Should noncrossing constraints be applied? These force the estimated quantiles to be properly ordered across all quantile levels being considered. The default is FALSE. If TRUE, then noncrossing constraints are applied to the estimated quantiles at all points specified by the next argument x0. Note: this option only makes sense if the values in the tau vector are distinct, and sorted in increasing order.

x0

Matrix of points used to define the noncrossing constraints. Default is NULL, which means that we consider noncrossing constraints at the training points x.

lp_solver

One of "glpk" or "gurobi", indicating which LP solver to use. If possible, "gurobi" should be used because it is much faster and more stable; default is "glpk"; however, because it is open-source.

time_limit

This sets the maximum amount of time (in seconds) to allow Gurobi or GLPK to solve any single quantile generalized lasso problem (for a single tau and lambda value). Default is NULL, which means unlimited time.

warm_starts

Should warm starts be used in the LP solver (from one LP solve to the next)? Only supported for Gurobi.

params

List of control parameters to pass to Gurobi or GLPK. Default is list() which means no additional parameters are passed. For example: with Gurobi, we can use list(Threads=4) to specify that Gurobi should use 4 threads when available. (Note that if a time limit is specified through this params list, then its value will be overriden by the last argument time_limit, assuming the latter is not NULL.)

transform, inv_trans

The first is a function to transform y before solving the quantile generalized lasso; the second is the corresponding inverse transform. For example: for count data, we might want to model log(1+y) (which would be the transform, and the inverse transform would be exp(x)-1). Both transform and inv_trans should be vectorized. Convenience functions log_pad and exp_pad are provided (these are inverses), as well as logit_pad and sigmd_pad (these are inverses).

jitter

Function for applying random jitter to y, which might help optimization. For example: for count data, there can be lots of ties (with or without transformation of y), which can make optimization more difficult. The function jitter should take an integer n and return n random draws. A convenience function unif_jitter is provided.

verbose

Should progress be printed out to the console? Default is FALSE.

Value

A list with the following components:

beta

Matrix of generalized lasso coefficients, of dimension = (number of features + 1) x (number of quantile levels) assuming intercept=TRUE, else (number of features) x (number of quantile levels).
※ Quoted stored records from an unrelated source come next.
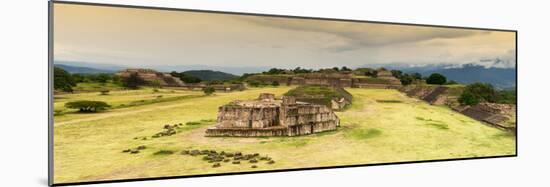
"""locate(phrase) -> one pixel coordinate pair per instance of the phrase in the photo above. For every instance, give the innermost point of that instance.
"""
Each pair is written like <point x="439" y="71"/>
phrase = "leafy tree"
<point x="507" y="97"/>
<point x="417" y="76"/>
<point x="78" y="78"/>
<point x="406" y="79"/>
<point x="155" y="83"/>
<point x="63" y="80"/>
<point x="478" y="92"/>
<point x="254" y="83"/>
<point x="187" y="78"/>
<point x="451" y="82"/>
<point x="274" y="71"/>
<point x="397" y="73"/>
<point x="300" y="70"/>
<point x="87" y="106"/>
<point x="133" y="81"/>
<point x="468" y="98"/>
<point x="208" y="90"/>
<point x="104" y="92"/>
<point x="436" y="78"/>
<point x="102" y="78"/>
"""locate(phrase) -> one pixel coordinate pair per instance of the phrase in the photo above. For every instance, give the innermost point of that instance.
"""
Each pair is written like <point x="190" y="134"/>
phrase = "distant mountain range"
<point x="82" y="70"/>
<point x="202" y="74"/>
<point x="499" y="73"/>
<point x="167" y="68"/>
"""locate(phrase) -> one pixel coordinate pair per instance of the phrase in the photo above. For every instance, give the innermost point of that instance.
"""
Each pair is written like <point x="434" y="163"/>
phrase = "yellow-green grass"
<point x="371" y="132"/>
<point x="95" y="86"/>
<point x="121" y="98"/>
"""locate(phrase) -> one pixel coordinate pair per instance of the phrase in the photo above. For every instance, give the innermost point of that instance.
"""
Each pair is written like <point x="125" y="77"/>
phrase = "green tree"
<point x="208" y="90"/>
<point x="468" y="98"/>
<point x="396" y="73"/>
<point x="406" y="79"/>
<point x="102" y="77"/>
<point x="478" y="92"/>
<point x="87" y="106"/>
<point x="155" y="83"/>
<point x="254" y="83"/>
<point x="63" y="80"/>
<point x="187" y="78"/>
<point x="417" y="76"/>
<point x="436" y="78"/>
Note

these coefficients will always be on the appropriate scale; they are always on the scale of original features, even if standardize=TRUE

status

Vector of status flags returned by Gurobi's or GLPK's LP solver, of length = (number of quantile levels)

tau,lambda

Vectors of tau and lambda values used

weights,intercept,...,jitter

Values of these other arguments used in the function call

Details

This function solves the quantile generalized lasso problem, for each pair of quantile level \(\tau\) and tuning parameter \(\lambda\): $$\mathop{\mathrm{minimize}}_{\beta_0,\beta} \; \sum_{i=1}^n w_i \psi_\tau(y_i-\beta_0-x_i^T\beta) + \lambda \|D\beta\|_1$$ for a response vector \(y\) with components \(y_i\), predictor matrix \(X\) with rows \(x_i\), and penalty matrix \(D\). Here \(\psi_\tau(v) = \max\{\tau v, (\tau-1) v\}\) is the "pinball" or "tilted \(\ell_1\)" loss. When noncrossing constraints are applied, we instead solve one big joint optimization, over all quantile levels and tuning parameter values: $$\mathop{\mathrm{minimize}}_{\beta_{0k}, \beta_k, k=1,\ldots,r} \; \sum_{k=1}^r \bigg(\sum_{i=1}^n w_i \psi_{\tau_k}(y_i-\beta_{0k}- x_i^T\beta_k) + \lambda_k \|D\beta_k\|_1\bigg)$$ $$\mathrm{subject \; to} \;\; \beta_{0k}+x^T\beta_k \leq \beta_{0,k+1}+x^T\beta_{k+1} \;\; k=1,\ldots,r-1, \; x \in \mathcal{X}$$ where the quantile levels \(\tau_k, k=1,\ldots,r\) are assumed to be in increasing order, and \(\mathcal{X}\) is a collection of points over which to enforce the noncrossing constraints.

Either problem is readily converted into a linear program (LP), and solved using either Gurobi (which is free for academic use, and generally fast) or GLPK (which free for everyone, but slower).